Newspaper Navigator

Benjamin Charles Germain Lee

This page contains a number of resources for Newspaper Navigator, my Innovator in Residence project at the Library of Congress. The goal of Newspaper Navigator is to re-imagine searching over the visual content in Chronicling America using machine learning. The project consists of two steps: The goal of Newspaper Navigator is to engage the American public with the Library of Congress's collections, as well advance research in computer science, digital libraries, and the digital humanities. All deliverables resulting from the Newspaper Navigator project (including all code, the dataset, etc.), are placed into the public domain for unrestricted re-use.

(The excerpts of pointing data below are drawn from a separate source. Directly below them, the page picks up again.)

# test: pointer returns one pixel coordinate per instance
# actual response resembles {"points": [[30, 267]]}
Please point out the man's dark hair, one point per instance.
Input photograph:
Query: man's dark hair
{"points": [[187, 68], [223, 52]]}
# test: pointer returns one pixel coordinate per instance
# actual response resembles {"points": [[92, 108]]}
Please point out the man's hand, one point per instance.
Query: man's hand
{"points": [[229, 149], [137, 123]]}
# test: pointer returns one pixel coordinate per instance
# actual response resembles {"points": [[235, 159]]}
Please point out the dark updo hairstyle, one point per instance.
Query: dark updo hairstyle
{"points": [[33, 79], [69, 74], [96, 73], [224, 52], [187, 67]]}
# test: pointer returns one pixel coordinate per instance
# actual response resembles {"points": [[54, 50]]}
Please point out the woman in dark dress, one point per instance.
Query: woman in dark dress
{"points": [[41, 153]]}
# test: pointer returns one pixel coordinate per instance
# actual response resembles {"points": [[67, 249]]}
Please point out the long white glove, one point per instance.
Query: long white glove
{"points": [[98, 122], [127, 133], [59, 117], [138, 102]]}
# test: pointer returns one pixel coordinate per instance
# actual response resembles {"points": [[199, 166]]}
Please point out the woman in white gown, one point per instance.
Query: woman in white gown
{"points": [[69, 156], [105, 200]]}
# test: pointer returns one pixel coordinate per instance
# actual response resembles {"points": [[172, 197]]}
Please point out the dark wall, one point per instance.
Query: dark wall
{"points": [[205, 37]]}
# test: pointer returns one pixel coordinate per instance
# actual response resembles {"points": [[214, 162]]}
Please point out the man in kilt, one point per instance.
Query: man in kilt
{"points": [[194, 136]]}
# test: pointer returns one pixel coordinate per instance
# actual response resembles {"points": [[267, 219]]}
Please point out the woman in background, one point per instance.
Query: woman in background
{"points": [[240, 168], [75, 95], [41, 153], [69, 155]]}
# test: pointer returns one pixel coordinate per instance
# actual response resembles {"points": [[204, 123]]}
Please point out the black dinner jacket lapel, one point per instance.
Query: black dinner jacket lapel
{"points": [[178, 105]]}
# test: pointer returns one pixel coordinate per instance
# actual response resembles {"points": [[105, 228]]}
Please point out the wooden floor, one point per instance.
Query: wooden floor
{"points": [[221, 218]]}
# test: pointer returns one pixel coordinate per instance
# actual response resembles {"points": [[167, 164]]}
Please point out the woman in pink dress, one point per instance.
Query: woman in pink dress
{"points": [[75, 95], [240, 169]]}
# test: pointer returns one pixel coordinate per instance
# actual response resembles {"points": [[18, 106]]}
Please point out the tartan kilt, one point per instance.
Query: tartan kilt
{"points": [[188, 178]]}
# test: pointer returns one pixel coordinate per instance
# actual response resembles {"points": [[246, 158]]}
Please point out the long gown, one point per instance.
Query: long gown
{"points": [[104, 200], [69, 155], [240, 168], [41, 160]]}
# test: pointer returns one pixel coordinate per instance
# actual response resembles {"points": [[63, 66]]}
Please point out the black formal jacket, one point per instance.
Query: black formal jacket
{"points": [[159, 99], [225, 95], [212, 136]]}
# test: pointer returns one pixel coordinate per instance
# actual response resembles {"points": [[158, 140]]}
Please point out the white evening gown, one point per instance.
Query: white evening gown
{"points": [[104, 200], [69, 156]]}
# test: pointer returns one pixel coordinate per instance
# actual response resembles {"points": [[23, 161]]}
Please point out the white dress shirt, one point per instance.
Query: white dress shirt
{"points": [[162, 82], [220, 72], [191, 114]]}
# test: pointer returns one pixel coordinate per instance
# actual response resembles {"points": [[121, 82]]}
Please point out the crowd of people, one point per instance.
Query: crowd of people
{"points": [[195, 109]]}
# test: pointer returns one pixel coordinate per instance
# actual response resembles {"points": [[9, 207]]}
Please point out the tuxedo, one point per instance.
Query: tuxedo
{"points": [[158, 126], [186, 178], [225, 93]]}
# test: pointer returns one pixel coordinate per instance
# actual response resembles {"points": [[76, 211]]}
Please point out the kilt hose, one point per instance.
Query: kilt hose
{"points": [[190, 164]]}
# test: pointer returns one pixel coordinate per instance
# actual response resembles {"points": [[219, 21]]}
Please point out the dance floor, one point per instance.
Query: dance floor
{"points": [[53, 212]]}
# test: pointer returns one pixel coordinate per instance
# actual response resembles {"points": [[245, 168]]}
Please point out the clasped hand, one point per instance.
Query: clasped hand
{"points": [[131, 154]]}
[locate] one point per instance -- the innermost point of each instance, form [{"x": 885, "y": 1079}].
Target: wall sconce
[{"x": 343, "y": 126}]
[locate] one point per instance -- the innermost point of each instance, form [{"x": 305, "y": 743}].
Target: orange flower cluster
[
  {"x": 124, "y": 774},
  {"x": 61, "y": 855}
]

An enormous thank you to LC Labs, The National Digital Newspaper Program, and IT Design & Development at the Library of Congress, as well as Dan Weld!

The Newspaper Navigator Dataset

Website: https://news-navigator.labs.loc.gov/
This is the landing page for the Newspaper Navigator dataset. Here, you will find details about how to query the data over https and S3. There are also hundreds of pre-packaged datasets for immediate use - no coding necessary!

Paper: CIKM 2020
DOI: https://dl.acm.org/doi/10.1145/3340531.3412767
ArXiv: https://arxiv.org/abs/2005.01583
This paper details the construction of the Newspaper Navigator dataset. This includes details on training the visual content recognition model, statistics on running the pipeline, and visualizations of the dataset itself.
*This paper was named Best Resource Paper Runner-up at CIKM 2020.*
*The dataset has been named Best Digital Humanities Dataset at the 2020 Digital Humanities Awards.*

Code: https://github.com/LibraryOfCongress/newspaper-navigator
This GitHub repo contains all of the code for the Newspaper Navigator Project, as well as the finetuned visual content recognition model weights, the dataset used for finetuning (annotations from the Beyond words project augmented with additional annotations), and demos. The entire contents of the repo are placed into the public domain.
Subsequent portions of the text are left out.